On Mon, Feb 26, 2024 at 02:01:45PM +0000, Bertrand Drouvot wrote:
> Though [1] mentioned up-thread is not pushed yet, I'm Sharing the POC patch now
> (see the attached).
I have looked at what you have here.
First, in a build where 818fefd8fd is included, this makes the test
script a lot slower. Most of the logic is quick, but we're spending
10s or so checking that catalog_xmin has advanced. Could it be
possible to make that faster?
A second issue is the failure mode when 818fefd8fd is reverted. The
test is getting stuck when we are waiting on the standby to catch up,
until a timeout decides to kick in to fail the test, and all the
previous tests pass. Could it be possible to make that more
responsive?

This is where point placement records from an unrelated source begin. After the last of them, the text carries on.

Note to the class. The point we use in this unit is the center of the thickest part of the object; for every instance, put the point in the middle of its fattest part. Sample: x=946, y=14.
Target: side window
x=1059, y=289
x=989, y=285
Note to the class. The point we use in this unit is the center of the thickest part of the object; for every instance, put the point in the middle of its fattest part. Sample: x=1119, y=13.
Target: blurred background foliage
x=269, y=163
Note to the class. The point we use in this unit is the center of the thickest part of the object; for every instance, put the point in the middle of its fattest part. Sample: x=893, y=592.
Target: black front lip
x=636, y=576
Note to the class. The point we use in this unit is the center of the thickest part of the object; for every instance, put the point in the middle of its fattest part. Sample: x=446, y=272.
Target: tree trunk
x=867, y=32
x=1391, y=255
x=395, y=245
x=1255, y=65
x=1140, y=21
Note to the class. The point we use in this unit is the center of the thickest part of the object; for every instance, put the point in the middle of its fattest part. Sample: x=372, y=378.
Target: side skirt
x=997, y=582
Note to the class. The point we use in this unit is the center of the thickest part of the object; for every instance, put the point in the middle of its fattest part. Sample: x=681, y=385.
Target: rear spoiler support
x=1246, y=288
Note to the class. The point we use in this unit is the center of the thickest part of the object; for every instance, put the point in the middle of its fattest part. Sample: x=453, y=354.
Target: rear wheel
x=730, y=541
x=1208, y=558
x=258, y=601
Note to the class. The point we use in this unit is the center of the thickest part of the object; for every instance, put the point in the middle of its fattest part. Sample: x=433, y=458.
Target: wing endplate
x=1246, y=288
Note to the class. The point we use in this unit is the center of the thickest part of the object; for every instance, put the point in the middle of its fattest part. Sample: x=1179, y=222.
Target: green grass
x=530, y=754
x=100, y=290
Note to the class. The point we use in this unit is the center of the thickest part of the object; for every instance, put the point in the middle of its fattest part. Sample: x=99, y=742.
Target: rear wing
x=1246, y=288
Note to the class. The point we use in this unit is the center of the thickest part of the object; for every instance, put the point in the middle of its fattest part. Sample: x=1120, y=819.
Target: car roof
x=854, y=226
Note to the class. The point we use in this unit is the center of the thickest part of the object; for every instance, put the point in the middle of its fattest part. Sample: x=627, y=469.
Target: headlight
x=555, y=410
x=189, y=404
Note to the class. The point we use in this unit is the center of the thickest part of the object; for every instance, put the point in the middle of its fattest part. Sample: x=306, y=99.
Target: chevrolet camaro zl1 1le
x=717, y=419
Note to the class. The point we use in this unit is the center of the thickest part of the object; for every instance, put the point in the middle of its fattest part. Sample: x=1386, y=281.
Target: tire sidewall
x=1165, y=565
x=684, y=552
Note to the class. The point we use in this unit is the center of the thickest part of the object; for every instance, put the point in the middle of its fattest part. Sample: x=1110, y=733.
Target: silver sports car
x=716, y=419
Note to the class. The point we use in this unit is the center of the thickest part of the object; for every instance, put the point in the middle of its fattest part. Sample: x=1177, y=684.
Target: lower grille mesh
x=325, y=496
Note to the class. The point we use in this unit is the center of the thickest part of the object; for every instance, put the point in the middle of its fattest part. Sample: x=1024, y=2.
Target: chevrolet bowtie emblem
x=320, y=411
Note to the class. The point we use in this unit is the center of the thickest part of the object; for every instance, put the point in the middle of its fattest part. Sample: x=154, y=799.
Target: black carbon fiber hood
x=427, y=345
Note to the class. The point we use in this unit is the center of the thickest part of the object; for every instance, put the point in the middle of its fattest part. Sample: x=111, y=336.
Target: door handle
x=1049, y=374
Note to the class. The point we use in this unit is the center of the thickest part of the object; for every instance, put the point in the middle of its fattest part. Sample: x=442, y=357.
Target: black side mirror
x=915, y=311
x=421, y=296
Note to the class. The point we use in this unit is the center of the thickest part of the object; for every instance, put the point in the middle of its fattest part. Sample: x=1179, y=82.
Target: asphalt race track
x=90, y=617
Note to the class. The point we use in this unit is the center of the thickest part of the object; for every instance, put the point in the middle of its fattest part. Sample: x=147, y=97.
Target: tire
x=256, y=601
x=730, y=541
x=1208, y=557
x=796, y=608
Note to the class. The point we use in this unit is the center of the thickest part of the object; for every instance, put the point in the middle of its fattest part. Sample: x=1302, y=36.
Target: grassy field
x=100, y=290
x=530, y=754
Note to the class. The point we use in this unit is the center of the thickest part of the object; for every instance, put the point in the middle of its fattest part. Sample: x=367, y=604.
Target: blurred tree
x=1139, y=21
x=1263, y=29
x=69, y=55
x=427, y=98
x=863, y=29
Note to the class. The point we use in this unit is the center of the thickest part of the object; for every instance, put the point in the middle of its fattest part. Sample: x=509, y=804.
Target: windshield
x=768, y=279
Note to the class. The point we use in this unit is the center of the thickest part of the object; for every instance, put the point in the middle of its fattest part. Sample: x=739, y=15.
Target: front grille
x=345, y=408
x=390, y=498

I assume that in the failure mode we would get an
incorrect conflict_reason for injection_inactiveslot, succeeding in
checking the failure.
+ my $terminated = 0;
+ for (my $i = 0; $i < 10 * $PostgreSQL::Test::Utils::timeout_default; $i++)
+ {
+ if ($node_standby->log_contains(
+ 'terminating process .* to release replication slot \"injection_activeslot\"', $logstart))
+ {
+ $terminated = 1;
+ last;
+ }
+ usleep(100_000);
+ }
+ ok($terminated, 'terminating process holding the active slot is logged with injection point');
The LOG exists when we are sure that the startup process is waiting
in the injection point, so this loop could be replaced with something
like:
+ $node_standby->wait_for_event('startup', 'TerminateProcessHoldingSlot');
+ ok( $node_standby->log_contains('terminating process .* .. ', 'termin .. ';)
Nit: the name of the injection point should be
terminate-process-holding-slot rather than
TerminateProcessHoldingSlot, to be consistent with the other ones.
--
Michael